Im Kyoto-Protokoll wurde auf internationaler Ebene festgelegt, wie Treibhausgase reduziert werden sollen. Als ein wichtiges Instrument hat man den Emissionshandel eingeführt. Durch ihn soll ein Anreiz für Unternehmen gesetzt werden, klimafreundlicher zu produzieren. Man muss den verpflichtenden vom freiwilligen Zertifikate-Handel unterscheiden.

Verpflichtender Zertifikate-Handel

Wenn ein Unternehmen, das dem verpflichtenden Zertifikate-Handel unterliegt, Kohlendioxid in die Atmosphäre abgeben will, benötigt es in Europa Emissionsrechte. Ein solches Zertifikat berechtigt dazu, innerhalb einer bestimmten Periode eine Tonne Kohlendioxid zu produzieren. Am Ende des festgelegten Zeitraums muss das Unternehmen nachweisen, dass seine gesamten Emissionen durch Zertifikate abgedeckt sind. Diese Zertifikate muss es über den Europäischen Emissionshandel kaufen – es entstehen den Unternehmen also Kosten. Weniger Treibhausgas auszustoßen, ist daher bei steigenden Zertifikate-Preisen ökonomisch rentabel, zumal ihre Menge Jahr für Jahr verknappt wird.

Die Pflicht, CO2-Zertifikate zu kaufen, gilt in der EU derzeit für die großen Energie- und Industrieanlagen sowie den Flugverkehr innerhalb der EU. Zusätzlich zum Europäischen Emissionshandel gibt es in Deutschland ab 2021 ein nationales Emissionshandelssystem für fossile Brennstoffe. Um die Reduktion der Treibhausgase ökonomisch flexibel zu gestalten, können CO2-Zertifikate gehandelt werden. Das führt dazu, dass Kohlendioxid dort eingespart wird, wo es ökonomisch effizient ist. Wenn es günstiger ist, eine Tonne CO2 einzusparen, anstatt ein Zertifikat zu kaufen, rüstet das Unternehmen um und kann überflüssige Zertifikate an andere Unternehmen verkaufen.

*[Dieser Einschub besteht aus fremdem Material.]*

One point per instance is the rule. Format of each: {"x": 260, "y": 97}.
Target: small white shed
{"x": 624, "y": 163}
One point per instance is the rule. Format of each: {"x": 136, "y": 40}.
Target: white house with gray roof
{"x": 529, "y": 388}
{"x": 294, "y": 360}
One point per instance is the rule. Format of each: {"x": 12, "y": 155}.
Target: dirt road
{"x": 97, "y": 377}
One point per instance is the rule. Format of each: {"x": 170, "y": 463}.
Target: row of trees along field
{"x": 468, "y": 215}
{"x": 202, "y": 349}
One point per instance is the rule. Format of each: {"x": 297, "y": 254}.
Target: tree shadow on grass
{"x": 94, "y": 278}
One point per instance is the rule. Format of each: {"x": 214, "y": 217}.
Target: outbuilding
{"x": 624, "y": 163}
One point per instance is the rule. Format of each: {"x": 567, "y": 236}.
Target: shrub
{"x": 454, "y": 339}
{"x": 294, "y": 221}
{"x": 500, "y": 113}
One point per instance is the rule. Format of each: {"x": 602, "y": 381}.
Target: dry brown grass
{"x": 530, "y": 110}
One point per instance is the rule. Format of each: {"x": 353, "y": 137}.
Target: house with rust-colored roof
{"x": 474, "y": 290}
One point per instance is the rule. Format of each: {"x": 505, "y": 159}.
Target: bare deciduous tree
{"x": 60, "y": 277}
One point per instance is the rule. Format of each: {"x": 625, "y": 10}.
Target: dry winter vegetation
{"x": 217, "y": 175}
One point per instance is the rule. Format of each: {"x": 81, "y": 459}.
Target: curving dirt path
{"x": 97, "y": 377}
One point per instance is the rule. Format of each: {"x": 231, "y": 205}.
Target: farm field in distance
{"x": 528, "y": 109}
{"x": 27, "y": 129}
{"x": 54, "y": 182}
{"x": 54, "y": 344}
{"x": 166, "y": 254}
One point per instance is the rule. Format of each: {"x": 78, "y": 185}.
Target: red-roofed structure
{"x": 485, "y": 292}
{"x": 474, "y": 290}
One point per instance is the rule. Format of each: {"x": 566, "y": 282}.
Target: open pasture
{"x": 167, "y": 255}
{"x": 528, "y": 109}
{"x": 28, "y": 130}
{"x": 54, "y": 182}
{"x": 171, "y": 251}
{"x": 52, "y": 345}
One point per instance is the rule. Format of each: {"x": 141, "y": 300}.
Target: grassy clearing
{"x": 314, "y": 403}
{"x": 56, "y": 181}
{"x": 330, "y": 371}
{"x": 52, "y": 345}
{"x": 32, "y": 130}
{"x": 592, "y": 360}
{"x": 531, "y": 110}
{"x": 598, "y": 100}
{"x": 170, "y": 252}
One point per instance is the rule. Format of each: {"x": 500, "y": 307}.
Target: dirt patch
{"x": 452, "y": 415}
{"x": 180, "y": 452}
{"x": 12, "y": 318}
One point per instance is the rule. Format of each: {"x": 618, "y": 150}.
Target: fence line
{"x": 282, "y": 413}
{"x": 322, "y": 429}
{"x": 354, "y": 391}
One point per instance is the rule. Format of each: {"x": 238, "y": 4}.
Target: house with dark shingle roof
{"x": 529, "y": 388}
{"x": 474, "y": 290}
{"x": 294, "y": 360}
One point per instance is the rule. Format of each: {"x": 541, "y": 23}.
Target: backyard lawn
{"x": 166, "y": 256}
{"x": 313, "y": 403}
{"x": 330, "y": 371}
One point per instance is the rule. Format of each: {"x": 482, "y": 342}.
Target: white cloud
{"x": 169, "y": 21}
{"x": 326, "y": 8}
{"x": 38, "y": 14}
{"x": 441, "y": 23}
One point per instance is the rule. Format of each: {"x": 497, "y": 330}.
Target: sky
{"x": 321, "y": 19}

Der staatlich geregelte Markt ist an Börsen gebunden, in Deutschland die Energiebörse EEX in Leipzig. Auf dieser Basis lassen sich sogar Finanzmarktderivate konstruieren, die an den regulären Börsen handelbar sind. Einige Kompensationsprojekte setzen genau darauf unter dem Motto „Kauft der Industrie ihre Zertifikate weg“. Sie nehmen direkt am EU-Emissionshandel teil, kaufen Zertifikate auf und legen sie dauerhaft still. Dadurch stehen den Anlagen- und Kraftwerksbetreibern innerhalb des Emissionshandels weniger Zertifikate zur Abdeckung ihrer Emissionen zur Verfügung, und sie sind gezwungen, ihren Ausstoß zu verringern. Im Gegensatz zum Großteil des freiwilligen Zertifikate-Handels werden so Emissionen direkt in Europa reduziert.

Freiwilliger Zertifikate-Handel

Die meisten Kompensationsprojekte für Unternehmen fokussieren auf den freiwilligen Zertifikate-Handel. Der Grund dafür ist auch ein finanzieller: verpflichtende Zertifikate kosten derzeit an der Börse mehr als 30 € pro Tonne CO2, die Zertifikate im freiwilligen Handel liegen je nach Projekt bei 8 bis 15 €.

Für den freiwilligen Zertifikate-Handel prüfen unabhängige Institutionen die Qualität von Kompensationsprojekten und bemessen ihren Beitrag zur Emissionsminderung. Es kann sich um Projekte im Bereich erneuerbarer Energien ebenso handeln wie um landwirtschaftliche, ökologische oder sogar soziale Projekte, die etwa Verhaltensänderungen von Gesellschaften zum Ziel haben. Die meisten dieser Projekte befinden sich außerhalb der EU.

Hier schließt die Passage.